From: Kan Liang <kan.liang@linux.intel.com>

A new branch sample type PERF_SAMPLE_BRANCH_HW_INDEX has been introduced
in latest kernel.

Enable HW_INDEX by default in LBR call stack mode.

If kernel doesn't support the sample type, switching it off.

Add HW_INDEX in attr_fprintf as well. User can check whether the branch
sample type is set via debug information or header.

Committer testing:

First collect some samples with LBR callchains, system wide, for a few
seconds:

  # perf record --call-graph lbr -a sleep 5
  [ perf record: Woken up 1 times to write data ]
  [ perf record: Captured and wrote 0.625 MB perf.data (224 samples) ]
  #

Now lets use 'perf evlist -v' to look at the branch_sample_type:

  # perf evlist -v
  cycles: size: 120, { sample_period, sample_freq }: 4000, sample_type: IP|TID|TIME|CALLCHAIN|CPU|PERIOD|BRANCH_STACK, read_format: ID, disabled: 1, inherit: 1, mmap: 1, comm: 1, freq: 1, task: 1, precise_ip: 3, sample_id_all: 1, exclude_guest: 1, mmap2: 1, comm_exec: 1, ksymbol: 1, bpf_event: 1, branch_sample_type: USER|CALL_STACK|NO_FLAGS|NO_CYCLES|HW_INDEX
  #

So the machine has the kernel feature, and it was correctly added to
perf_event_attr.branch_sample_type, for the default 'cycles' event.

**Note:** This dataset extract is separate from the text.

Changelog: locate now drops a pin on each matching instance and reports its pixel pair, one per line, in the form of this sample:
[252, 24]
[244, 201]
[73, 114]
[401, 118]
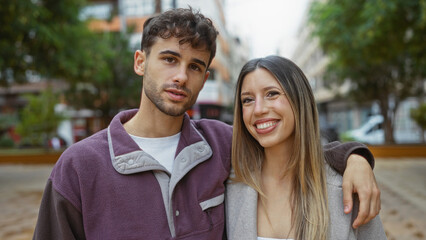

If we do it in another machine, where the kernel lacks the HW_INDEX
feature, we get:

  # perf record --call-graph lbr -a sleep 2s
  [ perf record: Woken up 1 times to write data ]
  [ perf record: Captured and wrote 1.690 MB perf.data (499 samples) ]
  # perf evlist -v
  cycles: size: 120, { sample_period, sample_freq }: 4000, sample_type: IP|TID|TIME|CALLCHAIN|CPU|PERIOD|BRANCH_STACK, read_format: ID, disabled: 1, inherit: 1, mmap: 1, comm: 1, freq: 1, task: 1, precise_ip: 3, sample_id_all: 1, exclude_guest: 1, mmap2: 1, comm_exec: 1, ksymbol: 1, bpf_event: 1, branch_sample_type: USER|CALL_STACK|NO_FLAGS|NO_CYCLES
  #

No HW_INDEX in attr.branch_sample_type.

Signed-off-by: Kan Liang <kan.liang@linux.intel.com>
Tested-by: Arnaldo Carvalho de Melo <acme@redhat.com>
Cc: Adrian Hunter <adrian.hunter@intel.com>
Cc: Alexey Budankov <alexey.budankov@linux.intel.com>
Cc: Andi Kleen <ak@linux.intel.com>
Cc: Jiri Olsa <jolsa@redhat.com>
Cc: Mathieu Poirier <mathieu.poirier@linaro.org>
Cc: Michael Ellerman <mpe@ellerman.id.au>
Cc: Namhyung Kim <namhyung@kernel.org>
Cc: Pavel Gerasimov <pavel.gerasimov@intel.com>
Cc: Peter Zijlstra <peterz@infradead.org>
Cc: Ravi Bangoria <ravi.bangoria@linux.ibm.com>
Cc: Stephane Eranian <eranian@google.com>
Cc: Vitaly Slobodskoy <vitaly.slobodskoy@intel.com>
Link: http://lore.kernel.org/lkml/20200228163011.19358-3-kan.liang@linux.intel.com
Signed-off-by: Arnaldo Carvalho de Melo <acme@redhat.com>
---
 tools/perf/util/evsel.c                   | 15 ++++++++++++---
 tools/perf/util/evsel.h                   |  1 +
 tools/perf/util/perf_event_attr_fprintf.c |  1 +
 3 files changed, 14 insertions(+), 3 deletions(-)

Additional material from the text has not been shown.